I'm trying to match a list of column names with possible combinations for the columns to dataframe
Here's a sample dataframe
sample_df = pd.DataFrame({'Column1': [2, 4, 8, 0],
'Column_2': [2, 0, 0, 0],
'Column3_': [10, 2, 1, 8],
'4thColumn': [22,32,11,12],
'Col5':[1,2,3,4],
'col_6':[23,11,56,98]})
and the list is something like this
l1 = ['column1;Column1;Column1_;Column_1',
'column2;Column2;Column2_;Column_2',
'column3;Column3;Column3_;Column_3',
'column4;Column4;Column4_;Column_4;4thColumn']
now I'm using this below logic to get this but if I've a lot of columns, it might not be a feasible solution. Does anybody know any other interesting approach?
l1_split = [list(each.split(';')) for each in l1]

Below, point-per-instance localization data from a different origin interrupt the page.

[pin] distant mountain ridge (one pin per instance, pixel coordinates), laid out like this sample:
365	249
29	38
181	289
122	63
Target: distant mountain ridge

df_cols = sample_df.columns.to_list()
l2 = []
for x in df_cols:
for y_l1 in l1_split:
if x in y_l1:
l2.append(x)
print(sample_df[l2])
CodePudding user response:
You can create fllatened list by all splitted values and then use Index.intersection:
L = [x for each in l1 for x in each.split(';')]
print (L)
['column1', 'Column1', 'Column1_', 'Column_1',
'column2', 'Column2', 'Column2_', 'Column_2',
'column3', 'Column3', 'Column3_', 'Column_3',
'column4', 'Column4', 'Column4_', 'Column_4', '4thColumn']
print(sample_df.columns.intersection(L, sort=False))
Index(['Column1', 'Column_2', 'Column3_', '4thColumn'], dtype='object')
print(sample_df[sample_df.columns.intersection(L, sort=False)])
Column1 Column_2 Column3_ 4thColumn
0 2 2 10 22
1 4 0 2 32
2 8 0 1 11
3 0 0 8 12